0 Comments
Viewing single post of blog Finding the thread

The reason I go to exhibitions is to get inspiration (and to nick ideas) which hopefully will kick start something. It also reminds me why I’m an artist because I forget. Juggling single parenthood and my creative practice is something which is a constant battle and as my boys (always) come first I sometimes don’t have lots of energy, time and motivation to deal with my artwork, and after a while of not doing or making, this can becomes ‘normal’. And weeks can pass. What usually happens then is that I’ll see some work, preferably in a gallery but it can be on the internet or in a book, and I’ll have an aesthetic connection, a non verbal dialogue that lights me up again and I need to respond to it. This usually means that there’s a flurry of activity and I make some work, until the energy runs down and life takes over again. It’s kind of cyclic. What I’m trying to do this time is to keep the connection active, to keep stimulated and to keep producing work.

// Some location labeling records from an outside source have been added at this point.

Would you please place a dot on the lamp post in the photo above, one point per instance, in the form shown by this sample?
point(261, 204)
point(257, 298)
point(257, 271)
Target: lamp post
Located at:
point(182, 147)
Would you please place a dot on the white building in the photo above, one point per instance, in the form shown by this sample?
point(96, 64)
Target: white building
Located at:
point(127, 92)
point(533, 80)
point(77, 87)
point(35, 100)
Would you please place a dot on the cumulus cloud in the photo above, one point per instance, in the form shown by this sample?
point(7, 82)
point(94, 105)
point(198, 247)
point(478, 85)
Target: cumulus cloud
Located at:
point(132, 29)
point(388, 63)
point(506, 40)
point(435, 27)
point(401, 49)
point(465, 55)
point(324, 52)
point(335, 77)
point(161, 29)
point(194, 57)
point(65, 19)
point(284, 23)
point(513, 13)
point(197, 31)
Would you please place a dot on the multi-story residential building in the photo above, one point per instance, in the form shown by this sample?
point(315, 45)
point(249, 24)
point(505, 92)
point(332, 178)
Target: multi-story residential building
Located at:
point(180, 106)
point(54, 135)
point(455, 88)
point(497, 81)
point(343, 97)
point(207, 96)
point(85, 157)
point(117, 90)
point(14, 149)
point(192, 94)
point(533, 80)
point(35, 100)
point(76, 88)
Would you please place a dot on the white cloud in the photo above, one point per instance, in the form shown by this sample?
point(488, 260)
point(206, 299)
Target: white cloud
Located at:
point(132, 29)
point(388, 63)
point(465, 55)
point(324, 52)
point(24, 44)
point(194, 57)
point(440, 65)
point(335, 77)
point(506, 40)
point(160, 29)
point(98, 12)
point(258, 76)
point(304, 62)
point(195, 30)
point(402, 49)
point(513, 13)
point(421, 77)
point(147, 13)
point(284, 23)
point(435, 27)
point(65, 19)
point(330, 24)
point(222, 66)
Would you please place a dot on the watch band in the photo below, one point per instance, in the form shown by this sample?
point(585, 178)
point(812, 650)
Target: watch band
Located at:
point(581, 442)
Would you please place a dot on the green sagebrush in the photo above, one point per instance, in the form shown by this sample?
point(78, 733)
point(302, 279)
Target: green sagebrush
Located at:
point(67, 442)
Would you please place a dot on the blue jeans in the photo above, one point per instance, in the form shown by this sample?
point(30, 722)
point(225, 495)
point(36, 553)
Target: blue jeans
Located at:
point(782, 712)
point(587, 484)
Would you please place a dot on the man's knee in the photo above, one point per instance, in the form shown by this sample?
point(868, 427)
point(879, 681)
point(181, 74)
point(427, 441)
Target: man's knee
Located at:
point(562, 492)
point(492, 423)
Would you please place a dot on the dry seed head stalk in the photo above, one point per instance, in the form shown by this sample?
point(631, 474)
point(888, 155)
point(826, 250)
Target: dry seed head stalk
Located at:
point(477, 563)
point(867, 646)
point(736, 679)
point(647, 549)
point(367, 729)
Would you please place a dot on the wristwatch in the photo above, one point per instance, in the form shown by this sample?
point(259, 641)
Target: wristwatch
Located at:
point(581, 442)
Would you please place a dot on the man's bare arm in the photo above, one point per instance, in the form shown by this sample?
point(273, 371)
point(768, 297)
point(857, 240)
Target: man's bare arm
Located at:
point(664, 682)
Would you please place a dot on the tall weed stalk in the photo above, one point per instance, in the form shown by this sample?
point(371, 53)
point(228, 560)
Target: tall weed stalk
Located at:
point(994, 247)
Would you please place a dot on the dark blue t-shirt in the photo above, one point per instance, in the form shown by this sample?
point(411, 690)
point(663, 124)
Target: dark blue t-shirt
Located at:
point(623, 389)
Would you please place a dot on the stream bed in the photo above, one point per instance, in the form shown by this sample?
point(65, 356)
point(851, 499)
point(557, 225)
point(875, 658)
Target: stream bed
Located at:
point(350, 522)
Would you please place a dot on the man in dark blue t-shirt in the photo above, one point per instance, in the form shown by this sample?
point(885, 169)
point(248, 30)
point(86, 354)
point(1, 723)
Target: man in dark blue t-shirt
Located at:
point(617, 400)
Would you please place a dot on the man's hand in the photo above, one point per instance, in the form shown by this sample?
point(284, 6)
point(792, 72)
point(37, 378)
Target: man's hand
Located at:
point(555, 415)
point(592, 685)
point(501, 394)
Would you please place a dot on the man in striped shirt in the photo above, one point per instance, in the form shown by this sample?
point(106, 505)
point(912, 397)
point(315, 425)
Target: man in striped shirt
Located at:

It’s funny though as I’m writing this, I’m remembering that I’d denounced the work created on the recent residency as I didn’t feel it was right and I think that it’s because I had to respond to the archives and not to any artwork. As I said in the blog the value in this is that I’m beginning to understand what kind of artist I want to be and I think that it’s really important to think about that. What’s the point of doing something (even if is paid) if that’s not the right thing for you, or you don’t produce work that’s valuable to yourself? Yeah I know, a very noble stance when they’re repossessing your home but really? Just have a think what kind of artist do you want to be? I’ll never be a socially engaged artist because I like working on my own, and I don’t see myself working with other artists because of that same reason (but never say never!). On my MA I really personally questioned the value of art and what the process of making meant for me, and I stopped making art for 8 months after because I didn’t know. When I started up again, after feeling wrong for months, I felt like I’d found a long lost friend and it was wonderful. I’ve spent the last few months trying to refine and balance the relationship so it’ll continue.

It’s always similar sort of art that wakens me up which I find really interesting; simple and honest with a sense of integrity and a kind of essence that comes from the artist which I think must be imbued in the artwork. And it is a very personal and powerful thing. This relationship, for me, is the true value of art.